Il verdetto prevede che l’attività dell’area a caldo dello stabilimento possa riprendere. L’organo costituzionale ha annullato la sentenza del Tar di Lecce e la precedente decisione del sindaco Melucci, che avevano fermato gli impianti. Venturi (Fiom): “Transizione credibile. Ora serve acciaio sostenibile”
Come annunciato dall’Acciaierie d’Italia, il Consiglio di Stato ha disposto l’annullamento della sentenza 249/2021 del Tar di Lecce. Il verdetto dello scorso febbraio aveva imposto lo spegnimento degli impianti dell’ ex Ilva di Taranto perché inquinanti. Con questa decisione, invece, cadono le ipotesi di stop dell’area a caldo dello stabilimento di Taranto e di fermata degli impianti connessi: la produzione e la trasformazione dell’acciaio del polo di Taranto proseguiranno senza interruzioni.
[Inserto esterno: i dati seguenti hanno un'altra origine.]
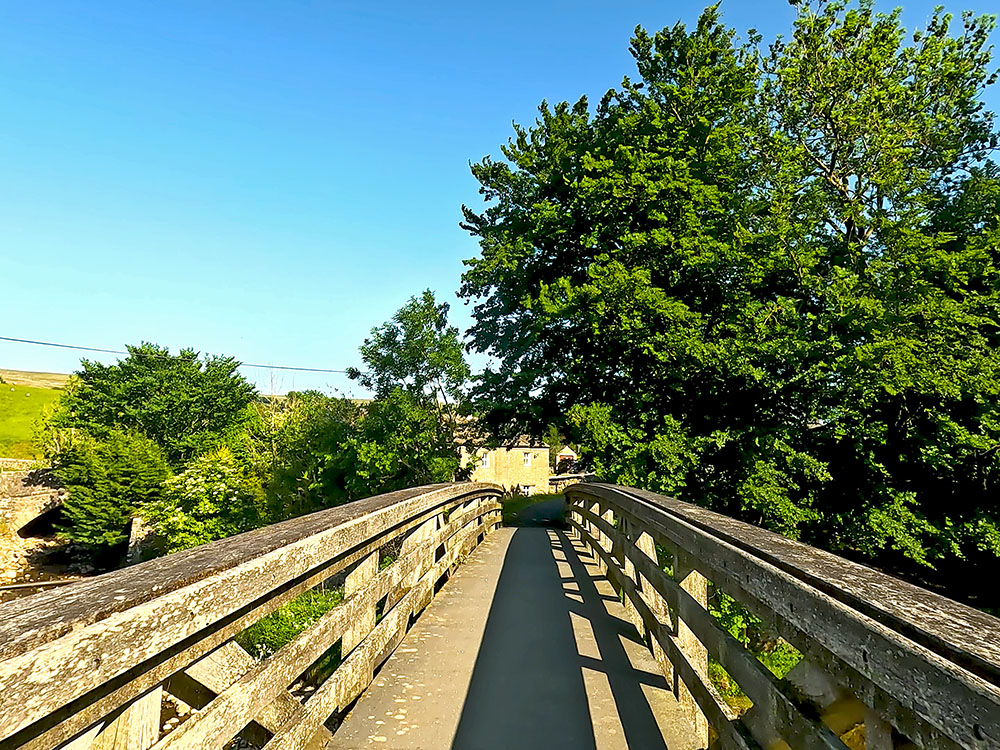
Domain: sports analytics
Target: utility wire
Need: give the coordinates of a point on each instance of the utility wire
(161, 356)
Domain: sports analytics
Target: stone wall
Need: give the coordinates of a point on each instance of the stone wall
(25, 494)
(506, 467)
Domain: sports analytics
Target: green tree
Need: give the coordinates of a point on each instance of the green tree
(213, 498)
(418, 351)
(764, 279)
(183, 402)
(107, 481)
(309, 463)
(399, 442)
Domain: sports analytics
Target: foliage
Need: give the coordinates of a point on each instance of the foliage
(184, 403)
(20, 408)
(107, 482)
(416, 350)
(764, 279)
(214, 497)
(269, 634)
(399, 442)
(296, 445)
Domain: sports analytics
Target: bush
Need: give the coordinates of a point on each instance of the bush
(269, 634)
(107, 482)
(214, 497)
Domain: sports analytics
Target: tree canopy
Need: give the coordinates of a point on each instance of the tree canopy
(764, 278)
(183, 402)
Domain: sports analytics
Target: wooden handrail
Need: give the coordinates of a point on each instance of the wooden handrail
(916, 662)
(87, 657)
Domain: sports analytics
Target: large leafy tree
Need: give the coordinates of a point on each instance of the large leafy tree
(108, 482)
(183, 402)
(764, 279)
(419, 351)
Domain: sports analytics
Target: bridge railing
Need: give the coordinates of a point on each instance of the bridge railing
(87, 666)
(885, 664)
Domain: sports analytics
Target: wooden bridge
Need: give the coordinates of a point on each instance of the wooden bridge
(457, 633)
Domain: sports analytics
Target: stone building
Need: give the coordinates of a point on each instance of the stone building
(522, 466)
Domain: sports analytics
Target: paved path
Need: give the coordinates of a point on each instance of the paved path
(526, 647)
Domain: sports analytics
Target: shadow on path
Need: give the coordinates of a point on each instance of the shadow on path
(528, 689)
(550, 513)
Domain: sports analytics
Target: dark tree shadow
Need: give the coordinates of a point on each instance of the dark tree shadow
(527, 688)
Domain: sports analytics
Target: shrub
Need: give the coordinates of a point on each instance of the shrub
(107, 482)
(214, 497)
(269, 634)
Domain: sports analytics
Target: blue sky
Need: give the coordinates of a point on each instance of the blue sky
(272, 179)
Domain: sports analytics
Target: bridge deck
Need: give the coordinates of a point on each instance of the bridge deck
(527, 646)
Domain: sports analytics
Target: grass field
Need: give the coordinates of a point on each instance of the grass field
(22, 398)
(34, 379)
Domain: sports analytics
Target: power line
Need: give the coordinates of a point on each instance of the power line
(162, 356)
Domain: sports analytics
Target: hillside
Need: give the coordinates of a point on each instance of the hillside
(33, 379)
(23, 396)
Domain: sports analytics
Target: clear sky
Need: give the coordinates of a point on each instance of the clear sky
(272, 179)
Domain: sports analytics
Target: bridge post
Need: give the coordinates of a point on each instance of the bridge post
(693, 650)
(657, 604)
(135, 728)
(356, 580)
(631, 612)
(604, 540)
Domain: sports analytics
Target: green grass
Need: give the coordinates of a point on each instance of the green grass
(269, 634)
(20, 408)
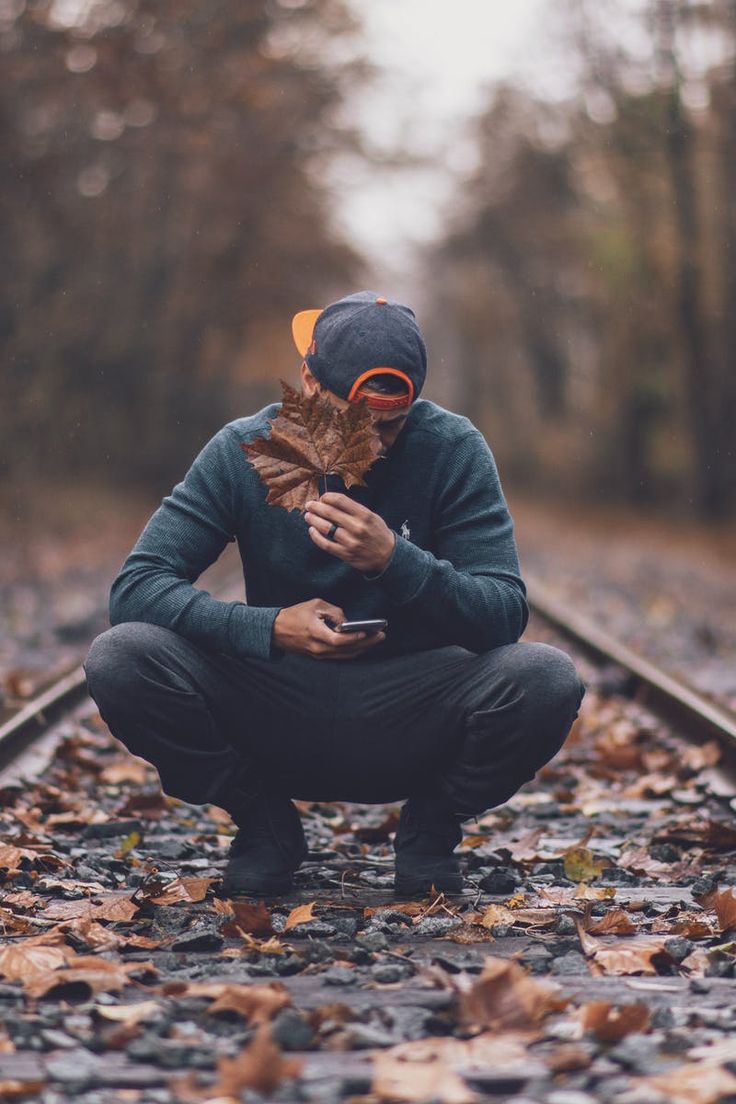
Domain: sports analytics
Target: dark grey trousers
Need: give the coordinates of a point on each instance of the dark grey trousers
(470, 728)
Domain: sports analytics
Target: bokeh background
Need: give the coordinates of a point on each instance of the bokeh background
(550, 184)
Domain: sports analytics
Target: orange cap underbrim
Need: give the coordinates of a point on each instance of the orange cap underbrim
(302, 327)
Il verdetto ribalta quanto stabilito diversi mesi fa dal Tar di Lecce, che aveva confermato la precedente ordinanza del sindaco di Taranto del febbraio 2020. In quell’occasione, infatti, il primo cittadino Rinaldo Melucci aveva disposto lo spegnimento dell’area a caldo dell’impianto dell’ex Ilva. Ma come si legge nelle motivazioni della sentenza n. 4802, la quarta sezione del Consiglio di Stato ha stabilito che “il potere di ordinanza non risulta suffragato da un’adeguata istruttoria e risulta, al contempo, viziato da intrinseca contraddittorietà e difetto di motivazione”.
La sentenza del Tar era stata impugnata al Consiglio di Stato da Arcelor Mittal spa e Ilva spa in amministrazione straordinaria. Secondo l’organo costituzionale, il potere di ordinanza d’urgenza è stato poi esercitato in assenza dei presupposti di legge, considerando come non emerga la sussistenza di “fatti, elementi o circostanze tali da evidenziare e provare adeguatamente che il pericolo di reiterazione degli eventi emissivi fosse talmente imminente da giustificare l’ordinanza contingibile e urgente, oppure che il pericolo paventato comportasse un aggravamento della situazione sanitaria in essere nella città di Taranto, tale da indurre ad anticipare la tempistica prefissata per la realizzazione delle migliorie dell’impianto”.
Riguardo all’ordinanza del sindaco di Taranto e alla decisione del Tar di Lecce, il Consiglio di Stato sostiene che “pur senza negare la grave situazione ambientale e sanitaria da tempo esistente nella città di Taranto […], da un lato è emerso che i più recenti episodi emissivi non sono dovuti a difetti strutturali dell’impianto, dall’altro è stata acquisita una congerie di dati a volte non pertinenti e comunque non tali da provare in modo certo l’esistenza di particolari anomalie tali da costituire serio e imminente pericolo per la popolazione. L’ordinanza risulta quindi emessa senza che vi sia stata un’univoca individuazione delle cause del potenziale pericolo e senza che sia risultata acclarata sufficientemente la probabilità della loro ripetizione”.
“La sentenza con cui il Consiglio di Stato ha annullato l’ordinanza del sindaco di Taranto che aveva disposto la chiusura dell’area a caldo, fa uscire la vicenda del gruppo ex Ilva dal cono d’ombra delle iniziative della magistratura”, ha dichiarato Gianni Venturi, segretario nazionale e responsabile siderurgia della Fiom Cgil.
Per il segretario confederale della Cgil Emilio Miceli, “è tempo di avviare quella fase nuova disegnata negli accordi con il sindacato. L’Italia ha bisogno di produrre acciaio, e Taranto di guardare finalmente con maggiore tranquillità al proprio futuro e di misurare la capacità della nuova società di fare un salto di qualità nell’impatto delle produzioni sull’ambiente. Speriamo che da oggi nulla sia più come prima”.